Antranilammide
Era un sacco di tempo che cercavo qualcosa di carino da fare con l'anidride isatoica. La cosa più concreta era proprio l'antranilammide, ma non riuscivo a trovare una procedura. 

Alla fine, però, mi sono imbattuto in questo patent:  *yuu* 
http://www.google.co.in/patents/US4265832


REAGENTI
- Anidride isatoica
- Ammoniaca 25%
- Bicarbonato d'ammonio
- Cloruro d'ammonio

La ricetta originale prevedeva il carbonato d'ammonio. Io però non ce l'ho e ho usato il bicarbonato con un piccolo eccesso di NH3...

Ecco l'anidride di partenza:
   

PROCEDURA
Disciogliere 0,36 grammi di cloruro d'ammonio e 0,53 grammi di bicarbonato d'ammonio in 25 ml d'acqua. Aggiungere 3,1 ml di ammoniaca 25%.
Scaldare la miscela in un bagnomaria a circa 55°C usando una testa di distillazione come improvvisato, ma comodo condensatore. 

   

Aggiungere nel corso di mezz'ora 5,4 grammi di anidride isatoica in piccole porzioni: ogni volta si libera CO2 e la soluzione si scurisce un po'.
Nel frattempo bisogna agitare manualmente il più possibile (se avete un agitatore magnetico riscaldante tiratelo fuori!  asd).

       

Terminate le aggiunte si tiene a 60°C per altri dieci minuti, sempre agitando. 
Dopodiché si lascia raffreddare e subito precipita il composto voluto in forma di cristallini beige; per aumentare la resa si può porre a bagno di ghiaccio. 

   

Poi si filtra e si lava con due porzioni da dieci millilitri di acqua fredda.
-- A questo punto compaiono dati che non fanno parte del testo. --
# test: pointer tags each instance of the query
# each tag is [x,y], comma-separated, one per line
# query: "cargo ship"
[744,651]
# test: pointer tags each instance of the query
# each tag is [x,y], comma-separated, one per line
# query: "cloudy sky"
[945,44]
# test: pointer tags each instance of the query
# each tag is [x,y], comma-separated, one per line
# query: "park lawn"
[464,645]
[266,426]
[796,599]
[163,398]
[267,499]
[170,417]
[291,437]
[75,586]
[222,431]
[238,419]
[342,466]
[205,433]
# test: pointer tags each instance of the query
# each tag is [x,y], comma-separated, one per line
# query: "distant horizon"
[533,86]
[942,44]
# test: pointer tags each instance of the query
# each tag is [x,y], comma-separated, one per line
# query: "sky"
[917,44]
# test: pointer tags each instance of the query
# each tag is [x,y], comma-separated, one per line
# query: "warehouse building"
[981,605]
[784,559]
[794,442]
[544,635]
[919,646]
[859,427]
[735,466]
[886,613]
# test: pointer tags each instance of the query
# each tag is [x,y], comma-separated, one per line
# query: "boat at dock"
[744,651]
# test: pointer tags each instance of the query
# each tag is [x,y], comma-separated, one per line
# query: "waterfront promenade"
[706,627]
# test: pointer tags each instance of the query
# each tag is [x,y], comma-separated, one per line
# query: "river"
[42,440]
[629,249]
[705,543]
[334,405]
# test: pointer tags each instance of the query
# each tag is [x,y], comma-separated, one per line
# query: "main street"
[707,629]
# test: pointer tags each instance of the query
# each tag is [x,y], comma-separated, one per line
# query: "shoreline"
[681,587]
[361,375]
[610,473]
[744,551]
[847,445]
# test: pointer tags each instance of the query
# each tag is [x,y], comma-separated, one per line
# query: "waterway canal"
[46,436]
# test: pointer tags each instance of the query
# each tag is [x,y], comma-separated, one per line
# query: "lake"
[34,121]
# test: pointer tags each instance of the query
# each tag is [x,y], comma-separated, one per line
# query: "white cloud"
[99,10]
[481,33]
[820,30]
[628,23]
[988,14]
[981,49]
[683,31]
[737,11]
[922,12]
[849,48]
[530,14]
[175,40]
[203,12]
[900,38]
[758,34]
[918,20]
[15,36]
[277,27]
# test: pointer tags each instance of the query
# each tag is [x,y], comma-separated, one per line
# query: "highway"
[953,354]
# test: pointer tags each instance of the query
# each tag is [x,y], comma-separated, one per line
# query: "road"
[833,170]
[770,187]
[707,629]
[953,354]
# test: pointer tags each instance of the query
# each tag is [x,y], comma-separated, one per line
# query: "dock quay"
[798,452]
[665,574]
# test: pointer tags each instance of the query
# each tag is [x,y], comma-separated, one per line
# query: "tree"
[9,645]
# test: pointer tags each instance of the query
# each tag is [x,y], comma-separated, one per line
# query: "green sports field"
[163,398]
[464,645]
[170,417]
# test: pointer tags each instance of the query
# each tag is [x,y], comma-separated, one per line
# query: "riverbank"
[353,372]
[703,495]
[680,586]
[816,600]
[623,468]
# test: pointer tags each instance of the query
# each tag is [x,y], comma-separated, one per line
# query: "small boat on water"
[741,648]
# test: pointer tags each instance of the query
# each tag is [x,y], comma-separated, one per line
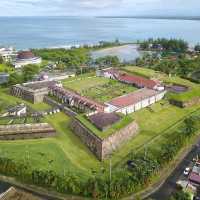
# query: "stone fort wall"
[102,148]
[26,131]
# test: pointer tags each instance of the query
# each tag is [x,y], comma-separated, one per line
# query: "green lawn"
[153,124]
[5,68]
[7,100]
[63,152]
[66,152]
[98,88]
[141,71]
[194,89]
[103,134]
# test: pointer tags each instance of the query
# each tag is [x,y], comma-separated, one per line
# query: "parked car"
[186,171]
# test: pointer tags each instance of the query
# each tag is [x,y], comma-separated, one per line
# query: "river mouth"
[125,53]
L'antranilammide è poco solubile in acqua fredda, ma lo è molto di più in quella calda, perciò si ricristallizza agevolmente da 50 ml d'acqua.

Si filtra di nuovo e si lascia asciugare all'aria. Ho ottenuto 2,7 grammi di antranilammide.
La foto non rende bene, ma dal vivo sono fogliette dai riflessi perlacei davvero belli.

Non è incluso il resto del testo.